Sheng owes its vocabulary more to English than to Kiswahili

What you need to know:

  • Sheng has been described as a variation of English infused with Swahili phonology spoken by middle-to-lower class students in universities to differentiate themselves from students from upcountry.
  • The fast innovation of new words makes the language not ideal as a language for a grammar school.
  • The language is mainly grown in Nairobi, with different parts of the city producing different words or versions of the same word. 
  • Despite its closeness to Kiswahili, English has had more influence on the language's vocabulary.

Kenya’s former Chief Justice Willy Mutunga once joked on Twitter about opening a Sheng school and it became front-page news as language pundits rebutted the notion. He went ahead and addressed lawyers in Sheng, provoking a discussion on admissibility of the language in official communication.

The word "Sheng" was coined in 1965 by Dr Robert E Wolverton, an American.

The word "Sheng" was coined in 1965 by Dr Robert E Wolverton, an American, who is currently a professor of classical and modern languages at Mississippi State University.

In his book Classical Elements published in 1965, he describes Sheng as a variation of English infused with Swahili phonology spoken by middle-to-lower class students in universities to differentiate themselves from students from upcountry.

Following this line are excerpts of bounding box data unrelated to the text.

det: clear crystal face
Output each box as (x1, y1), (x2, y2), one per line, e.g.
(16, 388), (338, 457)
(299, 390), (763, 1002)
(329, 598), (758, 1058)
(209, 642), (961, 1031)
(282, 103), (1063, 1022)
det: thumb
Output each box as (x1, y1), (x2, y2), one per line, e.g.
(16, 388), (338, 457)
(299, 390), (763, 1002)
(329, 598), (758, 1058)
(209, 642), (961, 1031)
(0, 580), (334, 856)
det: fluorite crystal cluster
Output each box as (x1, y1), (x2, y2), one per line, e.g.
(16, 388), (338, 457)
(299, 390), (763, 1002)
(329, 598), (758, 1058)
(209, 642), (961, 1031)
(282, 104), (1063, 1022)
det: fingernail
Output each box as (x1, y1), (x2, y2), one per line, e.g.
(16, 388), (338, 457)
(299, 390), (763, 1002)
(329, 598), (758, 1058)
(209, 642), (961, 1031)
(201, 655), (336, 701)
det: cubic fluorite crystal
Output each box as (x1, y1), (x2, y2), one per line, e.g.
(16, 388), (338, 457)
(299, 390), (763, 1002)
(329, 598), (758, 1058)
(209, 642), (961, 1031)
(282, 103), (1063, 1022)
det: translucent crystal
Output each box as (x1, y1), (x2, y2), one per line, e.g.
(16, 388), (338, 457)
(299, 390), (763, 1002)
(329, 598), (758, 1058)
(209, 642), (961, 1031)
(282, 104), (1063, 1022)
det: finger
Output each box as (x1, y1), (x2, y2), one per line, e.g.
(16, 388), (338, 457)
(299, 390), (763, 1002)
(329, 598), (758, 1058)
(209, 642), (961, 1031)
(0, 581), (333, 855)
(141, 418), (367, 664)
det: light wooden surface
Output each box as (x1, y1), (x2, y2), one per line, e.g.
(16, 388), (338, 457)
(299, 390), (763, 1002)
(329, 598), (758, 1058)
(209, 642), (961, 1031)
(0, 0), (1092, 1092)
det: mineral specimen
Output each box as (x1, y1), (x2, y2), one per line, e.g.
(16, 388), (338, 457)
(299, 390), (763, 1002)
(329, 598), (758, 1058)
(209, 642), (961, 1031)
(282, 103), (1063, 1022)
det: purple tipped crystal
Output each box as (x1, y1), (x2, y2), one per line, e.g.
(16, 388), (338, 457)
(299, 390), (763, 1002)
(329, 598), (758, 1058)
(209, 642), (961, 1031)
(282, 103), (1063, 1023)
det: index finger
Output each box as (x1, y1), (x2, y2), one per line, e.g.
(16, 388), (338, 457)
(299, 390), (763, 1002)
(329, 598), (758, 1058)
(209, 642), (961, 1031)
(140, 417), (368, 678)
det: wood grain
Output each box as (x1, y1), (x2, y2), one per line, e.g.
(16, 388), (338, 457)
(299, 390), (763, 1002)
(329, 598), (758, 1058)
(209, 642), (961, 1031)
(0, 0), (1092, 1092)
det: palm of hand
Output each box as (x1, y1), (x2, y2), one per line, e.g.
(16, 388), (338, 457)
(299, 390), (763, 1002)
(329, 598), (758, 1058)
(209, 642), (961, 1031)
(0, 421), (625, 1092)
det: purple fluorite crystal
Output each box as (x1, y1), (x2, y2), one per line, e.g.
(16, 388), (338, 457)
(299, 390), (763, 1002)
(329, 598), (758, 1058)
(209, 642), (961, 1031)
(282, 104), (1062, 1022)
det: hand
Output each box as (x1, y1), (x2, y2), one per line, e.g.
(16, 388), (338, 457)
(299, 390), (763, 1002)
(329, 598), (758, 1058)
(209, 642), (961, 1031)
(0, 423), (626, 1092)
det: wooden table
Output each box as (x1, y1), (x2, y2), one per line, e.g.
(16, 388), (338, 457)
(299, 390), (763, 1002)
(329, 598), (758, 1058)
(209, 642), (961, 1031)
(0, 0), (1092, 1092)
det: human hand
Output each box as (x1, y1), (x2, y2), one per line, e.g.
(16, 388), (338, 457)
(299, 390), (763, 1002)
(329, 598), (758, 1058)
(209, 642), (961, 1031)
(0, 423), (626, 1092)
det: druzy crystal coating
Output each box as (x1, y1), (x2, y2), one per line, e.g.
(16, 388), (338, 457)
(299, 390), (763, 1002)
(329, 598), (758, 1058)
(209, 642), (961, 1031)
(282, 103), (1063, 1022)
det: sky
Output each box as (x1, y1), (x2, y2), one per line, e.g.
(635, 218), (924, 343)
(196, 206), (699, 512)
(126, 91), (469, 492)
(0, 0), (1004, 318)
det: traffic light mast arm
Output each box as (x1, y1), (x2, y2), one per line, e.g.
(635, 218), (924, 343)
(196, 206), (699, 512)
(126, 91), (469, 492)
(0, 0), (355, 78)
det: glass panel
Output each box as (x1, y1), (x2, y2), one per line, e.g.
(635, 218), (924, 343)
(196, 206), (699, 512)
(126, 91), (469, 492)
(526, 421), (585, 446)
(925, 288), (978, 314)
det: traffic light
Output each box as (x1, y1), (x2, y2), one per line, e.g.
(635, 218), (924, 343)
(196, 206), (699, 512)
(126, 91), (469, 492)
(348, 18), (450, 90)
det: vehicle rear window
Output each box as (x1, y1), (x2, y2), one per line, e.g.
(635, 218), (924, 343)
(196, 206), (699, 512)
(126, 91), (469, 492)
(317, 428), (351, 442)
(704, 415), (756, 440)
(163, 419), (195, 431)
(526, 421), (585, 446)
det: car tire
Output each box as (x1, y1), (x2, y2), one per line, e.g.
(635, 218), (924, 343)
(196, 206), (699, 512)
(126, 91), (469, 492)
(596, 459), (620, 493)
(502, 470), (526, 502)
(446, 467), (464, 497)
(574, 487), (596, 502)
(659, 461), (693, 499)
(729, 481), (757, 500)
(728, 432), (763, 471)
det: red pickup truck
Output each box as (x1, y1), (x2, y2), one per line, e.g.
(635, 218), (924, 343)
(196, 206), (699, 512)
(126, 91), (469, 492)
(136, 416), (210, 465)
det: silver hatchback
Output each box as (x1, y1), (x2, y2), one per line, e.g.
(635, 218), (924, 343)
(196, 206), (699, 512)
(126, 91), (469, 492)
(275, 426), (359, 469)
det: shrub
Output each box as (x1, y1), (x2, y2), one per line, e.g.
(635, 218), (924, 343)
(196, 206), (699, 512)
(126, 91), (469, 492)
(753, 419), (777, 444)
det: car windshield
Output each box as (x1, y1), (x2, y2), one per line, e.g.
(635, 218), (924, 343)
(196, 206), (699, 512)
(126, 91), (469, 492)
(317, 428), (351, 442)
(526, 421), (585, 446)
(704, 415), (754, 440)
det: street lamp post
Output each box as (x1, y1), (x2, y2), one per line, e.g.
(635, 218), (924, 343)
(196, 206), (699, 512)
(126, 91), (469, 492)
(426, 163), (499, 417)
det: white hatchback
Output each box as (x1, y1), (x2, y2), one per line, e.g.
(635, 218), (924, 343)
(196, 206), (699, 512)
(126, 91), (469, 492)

Websites such as sheng.co.ke have been cataloging words in Sheng together with their origin and use, thereby creating the reference material for the language. However, the fast innovation of new words makes Sheng not ideal as a language for a grammar school. For example, in the 60s the youth preferred the word sinyaa for police, in the 70s it was ponyi, the 80s sanse and 90s karao. Today, there are more than 10 words for police (e.g vedi, gava, mbang’a, beast, njege, sampa, pae and godon) which are specific to certain neighbourhoods. This presents a second challenge as noted in the book Metamorphosis of English - In the Buruburu area of Nairobi you hear, Ni mrisky ku drive, while in Maringo the same is ni mhard kwa mrengo and in Kariobangi South, ni mdeadly ku drive.

General consensus puts Maringo and its environs as having a  Sheng version that is distinct from the entire Eastlands region of Nairobi (the birthplace of the language).  Dandora and Kayole neighbourhoods have emerged recently to develop unique Sheng dialects. For instance a shoe is generally referred to as chuja or njumu but will pass as njuruchuchu in Dandora. Recently minted Sheng word for fake gun bonoko passes as dikwara in Kayole.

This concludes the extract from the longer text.